Before you start
You’ll need:
- Python 3.7+ on your development machine (used by the hooks)
- One AI agent installed: Claude Code, Codex CLI, Gemini CLI, or GitHub Copilot CLI
- An iPhone or Android phone for the PromptBeat app
Step 1: Get the PromptBeat app
The mobile app is where you sign up, hold your API key, and approve agent requests.
- Download from the App Store (iPhone, iPad — iOS 16+)
- Or Google Play (Android 10+)
- Sign in with one of:
- Continue with Google — one-tap, no email verification round-trip
- Continue with Apple (iOS only) — supports Hide My Email relay
- Email + password — classic flow with email verification
Both apps are launching soon. While we wait, the hosted server at promptbeat.online is live and ready.
Step 2: Get your API key (two ways)
Option A — QR pairing from the terminal (recommended)
Skip copy-pasting an API key altogether. After installing the local agent (Step 3 below), run:
python3 ~/.promptbeat/agent.py install
A QR code appears in your terminal. In the app:
- Tap the laptop icon in the top app bar
- Scan the QR with your phone’s camera
- Confirm — an API key gets minted, tagged to your machine’s hostname, and written to
~/.promptbeat/agent.json automatically
The terminal flips to “Connected!” and you’re done. If you’ve previously paired this hostname, the app gives you Replace existing / Keep both / Cancel.
Option B — Generate manually in the app
- Tap Settings → API Keys
- Tap Generate new key — the key starts with
pb_
- Copy it — the laptop installer will ask for it
Step 3: Run the laptop installer
Open a terminal on your development machine and run:
curl -sS https://promptbeat.online/public/promptbeat-installer.sh | bash
The installer will:
- Ask for your API key (skip if you’ll use QR pairing in Step 2 above)
- Detect which AI agents you have installed
- Wire up hooks for the ones you want
- Optionally install the local agent (needed for Remote AI Chat and the QR pairing flow)
How each agent gets connected
The installer configures each agent in its native way — nothing patches the binary.
Claude Code
Adds a PermissionRequest hook to ~/.claude/settings.json. Use Claude Code as normal — permission prompts route through PromptBeat.
Gemini CLI
Adds a BeforeTool hook to ~/.gemini/settings.json. Run gemini as usual.
Codex
Installs a promptbeat-codex wrapper that fronts codex-app-server over JSON-RPC. Use it instead of codex:
promptbeat-codex "Fix the bug in main.py"
GitHub Copilot CLI
Adds a preToolUse hook to ~/.config/github-copilot/hooks/promptbeat.json. Run copilot as usual.
Step 4: Pair your phone
- Already signed in to the app? Approvals will start arriving automatically once your laptop and the phone use the same account.
- Permission requests show up as push notifications — tap to open the prompt, biometric to approve.
Optional: AI Chat from your phone
Want to drive Claude Code or Codex from your phone while you’re away from your desk? The local agent enables it.

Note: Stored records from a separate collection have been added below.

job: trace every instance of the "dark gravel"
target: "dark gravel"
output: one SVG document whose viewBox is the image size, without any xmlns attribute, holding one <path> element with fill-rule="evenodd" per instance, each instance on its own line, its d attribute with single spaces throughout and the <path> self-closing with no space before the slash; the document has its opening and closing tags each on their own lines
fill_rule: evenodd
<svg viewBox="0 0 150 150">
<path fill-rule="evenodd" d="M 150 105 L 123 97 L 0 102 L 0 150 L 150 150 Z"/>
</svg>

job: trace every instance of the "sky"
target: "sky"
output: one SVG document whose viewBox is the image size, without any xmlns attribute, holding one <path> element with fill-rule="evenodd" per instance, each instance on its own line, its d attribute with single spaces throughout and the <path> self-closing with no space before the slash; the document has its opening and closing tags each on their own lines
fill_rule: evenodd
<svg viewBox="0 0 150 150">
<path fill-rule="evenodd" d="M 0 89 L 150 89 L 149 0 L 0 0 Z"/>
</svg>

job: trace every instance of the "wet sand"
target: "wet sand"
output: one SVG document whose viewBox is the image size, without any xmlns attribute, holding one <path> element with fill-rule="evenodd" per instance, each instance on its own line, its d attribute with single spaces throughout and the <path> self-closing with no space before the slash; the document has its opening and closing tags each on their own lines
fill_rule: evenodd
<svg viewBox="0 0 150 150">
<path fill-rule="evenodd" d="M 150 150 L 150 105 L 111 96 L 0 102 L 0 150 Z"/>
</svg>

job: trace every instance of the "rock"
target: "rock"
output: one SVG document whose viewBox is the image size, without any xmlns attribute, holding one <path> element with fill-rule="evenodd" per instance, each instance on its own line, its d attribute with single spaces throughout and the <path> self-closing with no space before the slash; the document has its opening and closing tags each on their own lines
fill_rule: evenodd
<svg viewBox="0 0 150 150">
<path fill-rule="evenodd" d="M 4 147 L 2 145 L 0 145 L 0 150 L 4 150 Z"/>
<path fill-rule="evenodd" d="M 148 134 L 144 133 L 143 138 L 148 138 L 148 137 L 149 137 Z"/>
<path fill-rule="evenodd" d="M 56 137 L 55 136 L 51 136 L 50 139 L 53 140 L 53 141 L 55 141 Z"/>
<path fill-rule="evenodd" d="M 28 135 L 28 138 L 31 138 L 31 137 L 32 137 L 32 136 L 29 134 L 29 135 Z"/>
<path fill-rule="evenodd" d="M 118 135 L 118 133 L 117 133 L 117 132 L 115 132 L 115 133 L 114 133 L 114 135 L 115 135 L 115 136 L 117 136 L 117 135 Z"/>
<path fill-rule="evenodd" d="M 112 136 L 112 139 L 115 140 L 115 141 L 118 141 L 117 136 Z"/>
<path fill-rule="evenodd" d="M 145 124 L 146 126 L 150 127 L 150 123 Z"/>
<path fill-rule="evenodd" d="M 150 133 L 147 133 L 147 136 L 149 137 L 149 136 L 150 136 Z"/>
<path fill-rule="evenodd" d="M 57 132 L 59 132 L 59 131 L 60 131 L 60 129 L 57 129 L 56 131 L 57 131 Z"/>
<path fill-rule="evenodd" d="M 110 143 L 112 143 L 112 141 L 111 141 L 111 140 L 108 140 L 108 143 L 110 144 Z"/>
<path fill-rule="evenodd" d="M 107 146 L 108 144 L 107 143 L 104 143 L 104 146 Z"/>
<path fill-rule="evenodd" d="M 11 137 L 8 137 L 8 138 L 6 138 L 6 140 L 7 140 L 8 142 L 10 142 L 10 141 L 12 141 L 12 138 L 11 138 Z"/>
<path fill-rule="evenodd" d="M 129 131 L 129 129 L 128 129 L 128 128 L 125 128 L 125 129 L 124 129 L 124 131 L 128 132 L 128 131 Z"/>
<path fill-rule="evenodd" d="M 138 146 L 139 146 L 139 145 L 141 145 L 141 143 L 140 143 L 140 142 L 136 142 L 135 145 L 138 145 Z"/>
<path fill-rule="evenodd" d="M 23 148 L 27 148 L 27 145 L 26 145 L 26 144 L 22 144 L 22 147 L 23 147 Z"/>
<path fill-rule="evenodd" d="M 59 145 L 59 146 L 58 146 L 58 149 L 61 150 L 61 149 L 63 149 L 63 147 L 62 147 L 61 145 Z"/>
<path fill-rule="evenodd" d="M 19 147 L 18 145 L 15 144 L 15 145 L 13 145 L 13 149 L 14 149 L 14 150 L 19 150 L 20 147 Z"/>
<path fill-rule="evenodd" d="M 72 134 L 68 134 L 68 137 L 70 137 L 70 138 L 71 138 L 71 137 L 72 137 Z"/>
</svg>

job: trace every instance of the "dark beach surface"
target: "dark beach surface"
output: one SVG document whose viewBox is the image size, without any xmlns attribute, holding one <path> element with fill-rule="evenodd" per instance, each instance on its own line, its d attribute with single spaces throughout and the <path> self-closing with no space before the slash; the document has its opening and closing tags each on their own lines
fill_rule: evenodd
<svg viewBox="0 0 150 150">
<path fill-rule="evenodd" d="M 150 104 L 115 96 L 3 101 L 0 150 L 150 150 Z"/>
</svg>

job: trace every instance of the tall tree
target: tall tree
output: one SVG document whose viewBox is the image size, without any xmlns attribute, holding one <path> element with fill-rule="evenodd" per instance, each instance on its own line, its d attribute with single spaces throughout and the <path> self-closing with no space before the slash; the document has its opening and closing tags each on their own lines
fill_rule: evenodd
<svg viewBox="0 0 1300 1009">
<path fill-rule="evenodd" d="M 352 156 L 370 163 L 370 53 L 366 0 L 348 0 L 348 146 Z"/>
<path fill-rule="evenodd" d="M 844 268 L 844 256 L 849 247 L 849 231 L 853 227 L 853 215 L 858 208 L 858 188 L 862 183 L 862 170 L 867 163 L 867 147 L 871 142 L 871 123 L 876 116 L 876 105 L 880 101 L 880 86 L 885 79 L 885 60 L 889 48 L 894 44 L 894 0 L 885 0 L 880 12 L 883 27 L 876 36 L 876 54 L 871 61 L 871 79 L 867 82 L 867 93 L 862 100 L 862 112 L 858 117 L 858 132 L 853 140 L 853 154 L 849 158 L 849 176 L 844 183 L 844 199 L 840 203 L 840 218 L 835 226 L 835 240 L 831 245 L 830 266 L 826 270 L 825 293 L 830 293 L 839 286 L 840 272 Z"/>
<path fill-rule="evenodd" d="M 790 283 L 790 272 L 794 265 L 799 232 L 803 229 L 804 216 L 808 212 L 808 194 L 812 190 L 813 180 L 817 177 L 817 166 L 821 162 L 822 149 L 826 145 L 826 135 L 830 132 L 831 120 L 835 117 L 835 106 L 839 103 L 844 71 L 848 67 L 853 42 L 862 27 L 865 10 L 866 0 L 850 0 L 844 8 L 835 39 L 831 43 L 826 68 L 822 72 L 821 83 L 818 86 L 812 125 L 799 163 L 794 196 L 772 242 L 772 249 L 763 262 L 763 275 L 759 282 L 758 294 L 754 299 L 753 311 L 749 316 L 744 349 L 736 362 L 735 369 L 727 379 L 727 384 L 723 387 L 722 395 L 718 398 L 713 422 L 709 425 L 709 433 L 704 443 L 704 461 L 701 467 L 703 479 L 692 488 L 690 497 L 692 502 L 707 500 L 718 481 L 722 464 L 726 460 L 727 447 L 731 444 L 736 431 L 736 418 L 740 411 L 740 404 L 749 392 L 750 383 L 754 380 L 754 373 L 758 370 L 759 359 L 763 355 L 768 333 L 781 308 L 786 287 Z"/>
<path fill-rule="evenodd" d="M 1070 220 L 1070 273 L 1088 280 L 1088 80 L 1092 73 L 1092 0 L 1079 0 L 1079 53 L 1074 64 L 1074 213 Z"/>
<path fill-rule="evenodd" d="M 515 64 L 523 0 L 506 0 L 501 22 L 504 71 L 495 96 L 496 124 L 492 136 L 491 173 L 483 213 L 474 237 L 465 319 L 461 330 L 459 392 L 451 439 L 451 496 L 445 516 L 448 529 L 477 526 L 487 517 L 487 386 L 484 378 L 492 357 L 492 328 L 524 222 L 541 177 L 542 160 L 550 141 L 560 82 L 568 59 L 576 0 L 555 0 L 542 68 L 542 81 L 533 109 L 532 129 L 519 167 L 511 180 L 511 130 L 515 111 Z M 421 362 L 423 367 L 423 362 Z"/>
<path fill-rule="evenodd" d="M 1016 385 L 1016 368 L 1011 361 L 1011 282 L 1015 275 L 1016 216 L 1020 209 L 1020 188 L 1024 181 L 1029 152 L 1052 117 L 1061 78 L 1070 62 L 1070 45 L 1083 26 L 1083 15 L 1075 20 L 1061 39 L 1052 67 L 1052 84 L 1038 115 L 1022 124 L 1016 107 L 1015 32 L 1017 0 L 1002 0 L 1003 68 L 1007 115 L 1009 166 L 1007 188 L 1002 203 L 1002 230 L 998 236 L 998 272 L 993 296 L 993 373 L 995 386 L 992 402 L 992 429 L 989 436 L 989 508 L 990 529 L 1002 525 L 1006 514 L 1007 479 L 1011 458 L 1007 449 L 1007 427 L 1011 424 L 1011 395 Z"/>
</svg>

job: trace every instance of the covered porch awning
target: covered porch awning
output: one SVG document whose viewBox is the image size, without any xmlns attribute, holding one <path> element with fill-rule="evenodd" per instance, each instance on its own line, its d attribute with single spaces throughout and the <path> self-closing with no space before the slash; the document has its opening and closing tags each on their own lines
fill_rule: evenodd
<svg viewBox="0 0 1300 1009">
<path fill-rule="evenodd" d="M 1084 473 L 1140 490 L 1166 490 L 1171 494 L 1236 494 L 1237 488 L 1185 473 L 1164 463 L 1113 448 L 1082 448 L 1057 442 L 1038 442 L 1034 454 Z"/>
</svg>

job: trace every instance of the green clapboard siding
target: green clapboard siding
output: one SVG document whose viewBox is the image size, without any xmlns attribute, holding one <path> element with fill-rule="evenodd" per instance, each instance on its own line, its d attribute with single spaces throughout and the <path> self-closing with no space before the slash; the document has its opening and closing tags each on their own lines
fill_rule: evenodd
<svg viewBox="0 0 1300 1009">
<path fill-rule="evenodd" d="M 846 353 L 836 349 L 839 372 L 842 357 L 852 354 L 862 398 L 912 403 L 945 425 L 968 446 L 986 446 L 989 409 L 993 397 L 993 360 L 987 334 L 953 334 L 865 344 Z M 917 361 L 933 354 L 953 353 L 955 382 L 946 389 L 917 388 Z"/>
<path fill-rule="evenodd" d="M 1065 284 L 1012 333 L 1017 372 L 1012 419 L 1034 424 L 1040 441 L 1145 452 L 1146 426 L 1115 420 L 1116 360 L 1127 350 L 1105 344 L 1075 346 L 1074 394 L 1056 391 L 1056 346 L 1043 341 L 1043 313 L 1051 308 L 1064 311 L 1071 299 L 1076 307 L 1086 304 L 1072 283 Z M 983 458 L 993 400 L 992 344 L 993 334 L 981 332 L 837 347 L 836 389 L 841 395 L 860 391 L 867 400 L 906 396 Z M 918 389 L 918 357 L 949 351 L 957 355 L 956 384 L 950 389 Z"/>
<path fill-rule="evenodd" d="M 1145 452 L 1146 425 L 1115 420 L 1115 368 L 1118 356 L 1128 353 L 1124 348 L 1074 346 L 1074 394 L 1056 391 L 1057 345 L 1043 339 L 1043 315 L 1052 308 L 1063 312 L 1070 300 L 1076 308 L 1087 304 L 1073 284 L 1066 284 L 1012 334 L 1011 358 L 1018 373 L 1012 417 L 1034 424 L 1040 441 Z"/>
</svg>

- The installer offers to set up the local agent — say yes
- The agent runs in the background on your laptop and connects to the server over WebSocket
- Open AI Chat in the app, pick a project directory, start typing
Things to try once you’re live
- Auto-approve rules — tap Settings → Rules, add a pattern like
git status to skip approvals for safe commands
- Approve for session — long-press the Session button to auto-approve matching tool calls for the rest of your chat
- Audit log — tap Settings → Audit to see every request and decision, exportable as CSV
- End-to-end encryption — set
PROMPTBEAT_ENCRYPTION_KEY in your shell rc and the app under Settings → Security
Troubleshooting
- Hook not firing? Check that the agent’s settings file references the PromptBeat hook script. The installer prints the path; you can edit it manually.
- Approvals time out? Pending requests die after 2 minutes. Open the app sooner, or add an auto-approve rule for the safe stuff.
- Wrong machine on the API key? Each key is tagged with a hostname. Generate a new one for the new machine and revoke the old.